Using a Lifecourse Approach to Understand the Relationship Between Adolescent Weight Status and Later Life Depressive Symptoms

Schedule:
Saturday, January 17, 2015: 11:20 AM
Preservation Hall Studio 2, Second Floor (New Orleans Marriott)
* noted as presenting author
Melissa L. Martinson, PhD, Assistant Professor, University of Washington, Seattle, WA
Sarinnapha Vasunilashorn, Research Fellow in Medicine, Beth Israel Deaconess Medical Center/Harvard Medical School, Boston, MA
Purpose: Increasingly, studies of late life physical health and wellbeing have adopted a lifecourse approach—considering the downstream influences of early life factors on wellbeing in mid- and late-adulthood. Given the recent increase in obesity among children and adolescents, the long-term consequences of childhood and teen obesity on the risk of poor health in adulthood is a particularly salient question. Several studies have focused on the link between earlier life obesity and adult cardiovascular disease risk. Fewer studies have examined the association between earlier life weight status and other indicators of wellbeing, but there is evidence to believe that such relationships exist. For instance, overweight in adolescence was observed to confer a disadvantage on educational attainment and occupational standing, later life physical function, chronic health conditions, and mortality. From this growing area of research, there is evidence that the long-term consequences of teen weight status may also be associated with mental health in adulthood. No study has investigated this link in adolescent men and women. Our study investigates the longitudinal association between weight status measured in adolescence and mental health approximately 47 years later.
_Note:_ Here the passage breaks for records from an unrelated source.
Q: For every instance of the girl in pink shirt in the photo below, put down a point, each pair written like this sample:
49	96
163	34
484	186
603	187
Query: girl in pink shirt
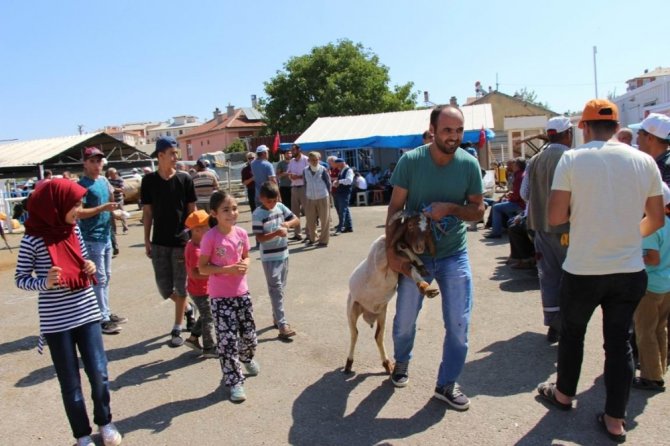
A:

Method: We examine the links between a novel indicator of adolescent weight status and depressive symptoms in later life using the Wisconsin Longitudinal Study (WLS), a prospective cohort study following high school graduates from Wisconsin schools in 1957. The independent variable of interest is standardized relative body mass (SRBMI) from high school yearbook photographs in 1957. Using weight status determined from high school photographs is a strength, given that these photographs are not subject to the same bias as retrospective reports of body weight. Prior studies have used this measure and it has been proven to be a reliable measure of body weight.

The outcome measure, the Center for Epidemiological Studies Depression Scale (CES-D), was administered in 2004 when study participants are about 65 years of age. We also include a variety of controls in the models.

We calculate mean scores of the CES-D scale by each SRBMI category for both women and men. We then estimate odds ratios using gender stratified logistic regression models using the dichotomous CES-D measure for mild to moderate depression.

Results: The relationship between overweight in adolescence and depressive symptoms in later life is statistically significant for women (OR=1.7), even when adult BMI is controlled for. However, there is no relationship between adolescent weight and depressive symptoms in later life for men in the full model.

Conclusion and Implications: This study finds that overweight adolescents had poorer mental health in later life compared to their normal body weight counterparts.  Of particular interest are the gender differences in this relationship, with overweight teenage women having worse later life mental health than normal weight teen women in the full models. These findings are consistent with others suggesting that the body weight stigma has negative effects on women throughout the lifecourse, which has important social welfare and public health implications for healthy aging.